I do not think that it matters but the red figure is the function

f(x,y) = x y^3 /( 3y^2 + x^6)

restricted to the unit circle. Some of the problems is that it looks like the white line in the pgfplots image goes above the ridge and breaks the illusion. Any better way of illustrating the function above than my attempt?

\documentclass[border=5pt]{standalone}
\usepackage{pgfplots}
\pgfplotsset{width=7cm,compat=1.8}
\begin{document}
\begin{tikzpicture}
  \begin{axis}[view = {-35}{35}]
     \addplot3[
         surf,
         colormap/cool,
         samples=50,
         domain=0:1,
         y domain=0:2*pi,
         z buffer=sort
       ]
       ( {x*cos(deg(y))}, 
         {x*sin(deg(y))}, 
         {x*sin(deg(y))*(x*cos(deg(y)))^3/(3*(x*sin(deg(y)))^2 + (x*cos(deg(y)))^6}
         );
         \addplot3[variable=u,color=green,mesh,domain=-1:1] (u,u^3, 1/4);
         \addplot3[variable=u,color=black,domain=-1:1] (u,0, 0);
         \addplot3[variable=u,color=pink,domain=-1:1] (0,u, 0);
  \end{axis}
\end{tikzpicture}
\end{document}
1
  • 1
    You can fix this by drawing the plot in pieces and on different layers, see e.g. here. Or switch to asymptote.
    – user121799
    Commented Apr 4, 2018 at 21:33

1 Answer 1

1

Certainly not a complete answer, but just spelling out my comment a tiny bit.

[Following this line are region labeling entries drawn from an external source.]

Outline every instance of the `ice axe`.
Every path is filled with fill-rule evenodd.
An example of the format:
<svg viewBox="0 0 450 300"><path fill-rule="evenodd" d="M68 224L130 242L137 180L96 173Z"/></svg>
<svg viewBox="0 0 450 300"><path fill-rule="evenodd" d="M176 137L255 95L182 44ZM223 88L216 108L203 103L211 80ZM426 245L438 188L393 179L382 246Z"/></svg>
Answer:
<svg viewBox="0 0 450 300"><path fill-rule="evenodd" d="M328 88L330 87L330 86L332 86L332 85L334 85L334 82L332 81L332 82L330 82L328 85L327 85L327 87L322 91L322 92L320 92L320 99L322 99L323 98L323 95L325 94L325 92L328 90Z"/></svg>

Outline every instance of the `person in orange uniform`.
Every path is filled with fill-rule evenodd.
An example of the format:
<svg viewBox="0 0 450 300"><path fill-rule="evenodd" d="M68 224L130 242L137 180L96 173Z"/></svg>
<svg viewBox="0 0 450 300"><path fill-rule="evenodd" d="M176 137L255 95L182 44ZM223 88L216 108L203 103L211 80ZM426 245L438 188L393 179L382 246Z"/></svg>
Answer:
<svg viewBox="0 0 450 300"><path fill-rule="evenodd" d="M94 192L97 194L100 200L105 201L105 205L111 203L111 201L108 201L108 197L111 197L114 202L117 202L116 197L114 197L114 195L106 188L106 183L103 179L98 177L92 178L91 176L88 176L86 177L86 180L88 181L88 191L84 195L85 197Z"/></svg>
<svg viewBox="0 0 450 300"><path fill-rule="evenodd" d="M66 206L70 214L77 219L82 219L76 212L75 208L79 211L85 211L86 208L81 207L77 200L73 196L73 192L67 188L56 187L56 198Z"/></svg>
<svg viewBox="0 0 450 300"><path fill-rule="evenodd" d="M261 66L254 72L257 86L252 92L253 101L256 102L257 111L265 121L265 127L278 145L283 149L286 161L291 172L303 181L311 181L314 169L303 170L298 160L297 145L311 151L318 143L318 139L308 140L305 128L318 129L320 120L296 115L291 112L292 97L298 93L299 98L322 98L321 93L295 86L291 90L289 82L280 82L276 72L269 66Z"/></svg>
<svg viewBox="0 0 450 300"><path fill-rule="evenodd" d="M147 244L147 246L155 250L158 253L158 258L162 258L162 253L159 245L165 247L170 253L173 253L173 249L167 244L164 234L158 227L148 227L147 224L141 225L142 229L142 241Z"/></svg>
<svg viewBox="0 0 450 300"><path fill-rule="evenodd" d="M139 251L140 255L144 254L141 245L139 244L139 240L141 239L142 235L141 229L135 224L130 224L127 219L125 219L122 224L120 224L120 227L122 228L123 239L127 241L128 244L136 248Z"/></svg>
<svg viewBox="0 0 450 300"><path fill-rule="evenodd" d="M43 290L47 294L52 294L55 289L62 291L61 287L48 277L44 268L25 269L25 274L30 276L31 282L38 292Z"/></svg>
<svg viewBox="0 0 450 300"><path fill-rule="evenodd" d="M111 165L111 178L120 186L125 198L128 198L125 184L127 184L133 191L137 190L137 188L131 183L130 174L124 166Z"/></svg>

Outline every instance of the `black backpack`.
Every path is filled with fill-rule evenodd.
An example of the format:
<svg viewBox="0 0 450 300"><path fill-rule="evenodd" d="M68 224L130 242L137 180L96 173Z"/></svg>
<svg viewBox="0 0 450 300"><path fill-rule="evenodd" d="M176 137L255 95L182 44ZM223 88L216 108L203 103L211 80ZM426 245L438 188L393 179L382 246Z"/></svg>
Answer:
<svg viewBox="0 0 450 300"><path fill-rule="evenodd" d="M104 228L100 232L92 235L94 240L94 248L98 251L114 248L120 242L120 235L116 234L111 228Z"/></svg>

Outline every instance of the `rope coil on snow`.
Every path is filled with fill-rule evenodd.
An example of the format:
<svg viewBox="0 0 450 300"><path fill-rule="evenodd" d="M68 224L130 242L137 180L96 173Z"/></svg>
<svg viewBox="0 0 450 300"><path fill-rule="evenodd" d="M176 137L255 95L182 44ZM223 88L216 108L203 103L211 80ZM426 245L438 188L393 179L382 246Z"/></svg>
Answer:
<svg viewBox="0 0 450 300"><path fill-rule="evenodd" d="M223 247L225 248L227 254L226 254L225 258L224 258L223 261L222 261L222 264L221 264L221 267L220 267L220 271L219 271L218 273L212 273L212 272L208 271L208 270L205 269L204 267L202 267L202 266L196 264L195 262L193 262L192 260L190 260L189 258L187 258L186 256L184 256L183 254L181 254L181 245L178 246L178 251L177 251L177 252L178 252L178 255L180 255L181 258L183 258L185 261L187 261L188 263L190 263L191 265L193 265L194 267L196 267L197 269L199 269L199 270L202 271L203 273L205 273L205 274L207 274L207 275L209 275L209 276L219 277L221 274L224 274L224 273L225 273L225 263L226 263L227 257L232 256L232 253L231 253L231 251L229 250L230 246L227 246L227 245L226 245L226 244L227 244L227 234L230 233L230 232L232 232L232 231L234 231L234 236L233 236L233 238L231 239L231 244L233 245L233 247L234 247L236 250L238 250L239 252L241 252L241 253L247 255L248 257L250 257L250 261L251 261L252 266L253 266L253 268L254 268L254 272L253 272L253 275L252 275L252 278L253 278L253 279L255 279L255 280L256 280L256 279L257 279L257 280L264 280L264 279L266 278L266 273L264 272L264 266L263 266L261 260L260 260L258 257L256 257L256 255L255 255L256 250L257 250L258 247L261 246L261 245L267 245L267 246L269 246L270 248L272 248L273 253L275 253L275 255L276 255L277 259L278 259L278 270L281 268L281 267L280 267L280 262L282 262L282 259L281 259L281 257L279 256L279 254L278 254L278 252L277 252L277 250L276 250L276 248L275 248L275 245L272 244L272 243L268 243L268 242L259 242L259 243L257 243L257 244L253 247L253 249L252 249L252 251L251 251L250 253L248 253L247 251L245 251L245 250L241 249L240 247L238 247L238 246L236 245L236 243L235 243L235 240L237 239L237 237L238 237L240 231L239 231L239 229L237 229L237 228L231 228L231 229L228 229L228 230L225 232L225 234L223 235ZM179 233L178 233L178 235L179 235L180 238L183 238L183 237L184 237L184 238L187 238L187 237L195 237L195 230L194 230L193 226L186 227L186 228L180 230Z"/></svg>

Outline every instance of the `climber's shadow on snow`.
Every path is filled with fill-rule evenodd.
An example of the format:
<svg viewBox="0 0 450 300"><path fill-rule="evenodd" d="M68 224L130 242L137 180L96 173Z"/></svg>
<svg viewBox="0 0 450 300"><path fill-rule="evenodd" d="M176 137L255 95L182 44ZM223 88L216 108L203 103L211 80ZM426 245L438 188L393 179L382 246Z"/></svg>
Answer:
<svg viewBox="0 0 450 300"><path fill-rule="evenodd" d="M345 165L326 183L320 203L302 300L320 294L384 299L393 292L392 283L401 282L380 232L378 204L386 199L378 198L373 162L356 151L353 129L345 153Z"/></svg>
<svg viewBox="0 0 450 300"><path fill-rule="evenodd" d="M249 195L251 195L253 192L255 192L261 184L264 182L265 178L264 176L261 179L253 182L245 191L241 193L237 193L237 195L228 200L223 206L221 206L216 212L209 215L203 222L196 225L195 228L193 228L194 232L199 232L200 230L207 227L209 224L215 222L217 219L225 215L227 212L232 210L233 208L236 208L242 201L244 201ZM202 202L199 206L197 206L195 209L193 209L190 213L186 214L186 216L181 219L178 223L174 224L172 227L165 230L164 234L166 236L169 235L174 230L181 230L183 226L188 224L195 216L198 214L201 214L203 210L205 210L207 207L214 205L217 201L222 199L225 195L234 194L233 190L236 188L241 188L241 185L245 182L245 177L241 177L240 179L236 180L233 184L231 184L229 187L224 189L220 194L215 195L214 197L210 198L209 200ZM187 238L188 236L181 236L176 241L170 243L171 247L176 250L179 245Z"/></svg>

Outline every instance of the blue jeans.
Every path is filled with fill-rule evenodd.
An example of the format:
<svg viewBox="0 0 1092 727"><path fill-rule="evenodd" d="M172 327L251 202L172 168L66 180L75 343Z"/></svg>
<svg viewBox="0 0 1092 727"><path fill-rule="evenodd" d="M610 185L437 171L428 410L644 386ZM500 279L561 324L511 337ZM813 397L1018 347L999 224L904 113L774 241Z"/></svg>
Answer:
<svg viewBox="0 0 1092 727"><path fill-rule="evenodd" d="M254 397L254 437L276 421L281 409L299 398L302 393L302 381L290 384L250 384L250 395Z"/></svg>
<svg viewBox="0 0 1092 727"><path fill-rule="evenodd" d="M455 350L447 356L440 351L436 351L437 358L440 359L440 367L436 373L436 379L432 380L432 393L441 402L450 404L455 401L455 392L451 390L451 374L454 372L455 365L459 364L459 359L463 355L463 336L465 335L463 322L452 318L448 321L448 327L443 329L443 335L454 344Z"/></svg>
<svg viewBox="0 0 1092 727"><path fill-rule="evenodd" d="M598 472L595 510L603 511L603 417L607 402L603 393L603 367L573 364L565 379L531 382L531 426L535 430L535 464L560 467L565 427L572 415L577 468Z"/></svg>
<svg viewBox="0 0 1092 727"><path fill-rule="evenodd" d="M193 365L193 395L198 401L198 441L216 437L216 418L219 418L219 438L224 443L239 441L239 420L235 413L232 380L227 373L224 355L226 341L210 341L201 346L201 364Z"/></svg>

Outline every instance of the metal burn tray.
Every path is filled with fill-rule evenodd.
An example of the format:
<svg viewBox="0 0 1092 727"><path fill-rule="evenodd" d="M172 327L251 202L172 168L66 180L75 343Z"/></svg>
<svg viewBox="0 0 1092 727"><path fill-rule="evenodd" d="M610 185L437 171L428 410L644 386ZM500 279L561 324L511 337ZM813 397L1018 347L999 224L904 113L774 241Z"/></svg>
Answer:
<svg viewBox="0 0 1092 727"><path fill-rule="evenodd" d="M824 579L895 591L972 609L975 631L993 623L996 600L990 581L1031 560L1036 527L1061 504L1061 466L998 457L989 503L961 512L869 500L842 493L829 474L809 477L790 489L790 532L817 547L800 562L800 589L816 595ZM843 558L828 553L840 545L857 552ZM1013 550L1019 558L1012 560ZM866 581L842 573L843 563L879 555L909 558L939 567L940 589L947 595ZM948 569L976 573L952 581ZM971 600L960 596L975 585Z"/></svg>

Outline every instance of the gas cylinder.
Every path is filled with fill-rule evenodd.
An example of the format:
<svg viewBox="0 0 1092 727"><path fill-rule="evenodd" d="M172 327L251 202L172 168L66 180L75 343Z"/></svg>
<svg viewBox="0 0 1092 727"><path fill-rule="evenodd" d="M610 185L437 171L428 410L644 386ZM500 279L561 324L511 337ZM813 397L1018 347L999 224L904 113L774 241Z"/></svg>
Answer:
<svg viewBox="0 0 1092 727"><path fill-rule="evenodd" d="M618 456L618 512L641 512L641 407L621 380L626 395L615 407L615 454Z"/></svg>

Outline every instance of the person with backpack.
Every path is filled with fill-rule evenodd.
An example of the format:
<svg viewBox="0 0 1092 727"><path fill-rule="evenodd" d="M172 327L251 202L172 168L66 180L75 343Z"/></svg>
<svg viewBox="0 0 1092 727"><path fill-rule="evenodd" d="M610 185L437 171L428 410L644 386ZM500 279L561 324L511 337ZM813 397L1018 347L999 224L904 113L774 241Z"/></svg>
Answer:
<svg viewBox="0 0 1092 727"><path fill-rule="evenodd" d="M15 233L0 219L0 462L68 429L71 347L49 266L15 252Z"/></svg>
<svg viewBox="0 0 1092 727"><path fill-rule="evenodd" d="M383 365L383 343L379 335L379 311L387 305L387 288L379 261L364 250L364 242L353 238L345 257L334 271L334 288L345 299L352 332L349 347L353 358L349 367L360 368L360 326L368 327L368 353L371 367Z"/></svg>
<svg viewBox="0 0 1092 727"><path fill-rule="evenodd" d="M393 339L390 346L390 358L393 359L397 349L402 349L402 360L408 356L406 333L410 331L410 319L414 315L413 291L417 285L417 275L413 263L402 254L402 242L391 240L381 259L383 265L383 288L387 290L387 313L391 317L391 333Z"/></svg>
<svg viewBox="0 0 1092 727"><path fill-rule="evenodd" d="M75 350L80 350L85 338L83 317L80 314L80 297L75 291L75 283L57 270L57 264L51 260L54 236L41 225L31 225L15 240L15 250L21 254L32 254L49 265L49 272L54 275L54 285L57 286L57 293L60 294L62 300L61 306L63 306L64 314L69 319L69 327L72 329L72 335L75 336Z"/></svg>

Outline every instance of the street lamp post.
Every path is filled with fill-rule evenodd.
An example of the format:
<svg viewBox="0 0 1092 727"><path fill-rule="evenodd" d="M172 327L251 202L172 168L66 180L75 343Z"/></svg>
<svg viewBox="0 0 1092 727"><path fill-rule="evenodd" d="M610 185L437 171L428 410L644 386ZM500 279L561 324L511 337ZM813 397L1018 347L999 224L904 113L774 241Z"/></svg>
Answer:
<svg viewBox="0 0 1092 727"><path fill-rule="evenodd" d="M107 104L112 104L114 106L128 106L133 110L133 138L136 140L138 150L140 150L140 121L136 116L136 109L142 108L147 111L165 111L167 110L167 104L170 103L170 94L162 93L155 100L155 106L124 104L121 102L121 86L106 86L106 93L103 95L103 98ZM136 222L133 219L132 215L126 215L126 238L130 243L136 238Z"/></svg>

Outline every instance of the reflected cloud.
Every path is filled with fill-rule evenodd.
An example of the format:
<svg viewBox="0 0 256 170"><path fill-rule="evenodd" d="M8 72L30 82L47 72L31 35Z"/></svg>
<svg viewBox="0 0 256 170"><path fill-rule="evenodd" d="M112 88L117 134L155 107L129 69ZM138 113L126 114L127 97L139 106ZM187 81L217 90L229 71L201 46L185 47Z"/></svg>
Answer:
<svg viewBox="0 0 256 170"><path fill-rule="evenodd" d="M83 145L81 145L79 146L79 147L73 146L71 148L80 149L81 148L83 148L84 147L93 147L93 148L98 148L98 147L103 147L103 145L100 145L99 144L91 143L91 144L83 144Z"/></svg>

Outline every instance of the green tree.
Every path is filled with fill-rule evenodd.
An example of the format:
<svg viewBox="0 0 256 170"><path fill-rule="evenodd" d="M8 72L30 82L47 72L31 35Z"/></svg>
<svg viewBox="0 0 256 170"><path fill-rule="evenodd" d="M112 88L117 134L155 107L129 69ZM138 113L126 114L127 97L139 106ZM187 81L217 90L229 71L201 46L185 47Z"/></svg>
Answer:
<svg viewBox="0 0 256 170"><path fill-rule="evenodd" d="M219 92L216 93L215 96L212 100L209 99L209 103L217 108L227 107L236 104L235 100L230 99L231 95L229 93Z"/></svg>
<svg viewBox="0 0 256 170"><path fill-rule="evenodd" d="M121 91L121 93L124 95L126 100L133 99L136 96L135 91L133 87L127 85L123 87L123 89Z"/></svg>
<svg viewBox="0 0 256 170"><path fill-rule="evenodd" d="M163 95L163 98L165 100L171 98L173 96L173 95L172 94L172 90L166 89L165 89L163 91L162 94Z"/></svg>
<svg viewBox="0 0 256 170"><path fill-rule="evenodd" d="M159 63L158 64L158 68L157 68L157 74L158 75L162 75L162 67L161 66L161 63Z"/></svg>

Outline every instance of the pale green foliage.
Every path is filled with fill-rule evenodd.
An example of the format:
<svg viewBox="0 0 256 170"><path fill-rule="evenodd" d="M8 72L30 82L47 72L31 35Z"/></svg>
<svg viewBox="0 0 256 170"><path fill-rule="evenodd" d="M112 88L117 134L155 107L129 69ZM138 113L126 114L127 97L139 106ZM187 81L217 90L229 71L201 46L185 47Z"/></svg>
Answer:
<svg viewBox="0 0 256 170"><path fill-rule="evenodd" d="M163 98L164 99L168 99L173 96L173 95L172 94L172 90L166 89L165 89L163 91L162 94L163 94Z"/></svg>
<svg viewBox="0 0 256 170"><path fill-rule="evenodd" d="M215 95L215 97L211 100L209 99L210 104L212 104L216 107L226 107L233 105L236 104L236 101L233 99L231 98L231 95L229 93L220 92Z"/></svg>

\documentclass[border=5pt]{standalone}
\usepackage{pgfplots}
\pgfplotsset{width=7cm,compat=1.15}
\begin{document}
\begin{tikzpicture}
  \begin{axis}[view = {-35}{35},axis on top,ticks=none,axis lines=center, 
  set layers=default,xlabel={$x$}, ylabel={$y$}, zlabel={$z$},
    xlabel style={anchor=south east},
    ylabel style={anchor=south west},
    zlabel style={anchor=south west},
    xmin=-1.25,xmax=1.25,ymin=-1.25,ymax=1.25] %<-added, this also sets layers
    \addplot3[variable=u,black,domain=-1.25:1.25] (0,u, 0);
     \addplot3[
         surf,
         colormap/cool,
         samples=50,
         domain=0:1,
         y domain=0:2*pi,
         on layer=axis foreground, %<-added
         opacity=0.6, %<-added
         z buffer=sort,
       ]
       ( {x*cos(deg(y))}, 
         {x*sin(deg(y))}, 
         {x*sin(deg(y))*(x*cos(deg(y)))^3/(3*(x*sin(deg(y)))^2 + (x*cos(deg(y)))^6}
         );
         \addplot3[variable=u,color=black,domain=-1.25:-0.195,on layer=axis foreground] (u,0, 0);
         \addplot3[variable=u,color=green,mesh,domain=-1:1,
         on layer=axis foreground] (u,u^3, 1/4);
  \end{axis}
\end{tikzpicture}
\end{document}

enter image description here

The only thing I did is to make the x-axis more 3D-like.